For her part, Carrie had experienced a world of fancy and feeling since she had left him, the night before. She had listened to Drouet’s enthusiastic meanderings with much regard for that part which concerned herself, with very little for that which affected his own gain. She kept him at such lengths as she could, because her thoughts were with her own triumph. She felt Hurstwood’s passion as a delightful background to her own achievement, and she wondered what he would have to say. She was sorry for him, too, with that peculiar sorrow which finds something complimentary to itself in the misery of another. She was now experiencing the first shades of feeling of that subtle change which removes one out of the ranks of the suppliants into the lines of the dispensers of charity. She was, all in all, exceedingly happy.
On the morrow, however, there was nothing in the papers concerning the event, and, in view of the flow of common, everyday things about, it now lost a shade of the glow of the previous evening. Drouet himself was not talking so much of as for her. He felt instinctively that, for some reason or other, he needed reconstruction in her regard.
“I think,” he said, as he spruced around their chambers the next morning, preparatory to going down town, “that I’ll straighten out that little deal of mine this month and then we’ll get married. I was talking with Mosher about that yesterday.”

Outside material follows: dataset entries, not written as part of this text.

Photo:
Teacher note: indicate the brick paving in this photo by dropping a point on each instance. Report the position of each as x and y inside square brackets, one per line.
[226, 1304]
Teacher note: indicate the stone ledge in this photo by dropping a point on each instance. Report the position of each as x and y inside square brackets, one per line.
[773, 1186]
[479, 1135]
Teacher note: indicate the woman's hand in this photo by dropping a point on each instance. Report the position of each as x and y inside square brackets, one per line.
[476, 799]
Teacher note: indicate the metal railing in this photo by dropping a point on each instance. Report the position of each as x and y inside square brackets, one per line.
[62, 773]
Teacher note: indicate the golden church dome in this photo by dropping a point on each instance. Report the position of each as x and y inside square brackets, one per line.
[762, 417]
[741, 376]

“No, you won’t,” said Carrie, who was coming to feel a certain faint power to jest with the drummer.
“Yes, I will,” he exclaimed, more feelingly than usual, adding, with the tone of one who pleads, “Don’t you believe what I’ve told you?”
Carrie laughed a little.
“Of course I do,” she answered.
Drouet’s assurance now misgave him. Shallow as was his mental observation, there was that in the things which had happened which made his little power of analysis useless. Carrie was still with him, but not helpless and pleading. There was a lilt in her voice which was new. She did not study him with eyes expressive of dependence. The drummer was feeling the shadow of something which was coming. It colored his feelings and made him develop those little attentions and say those little words which were mere forefendations against danger.
Shortly afterward he departed, and Carrie prepared for her meeting with Hurstwood. She hurried at her toilet, which was soon made, and hastened down the stairs. At the corner she passed Drouet, but they did not see each other.
The drummer had forgotten some bills which he wished to turn into his house. He hastened up the stairs and burst into the room, but found only the chambermaid, who was cleaning up.
“Hello,” he exclaimed, half to himself, “has Carrie gone?”
“Your wife? Yes, she went out just a few minutes ago.”
“That’s strange,” thought Drouet. “She didn’t say a word to me. I wonder where she went?”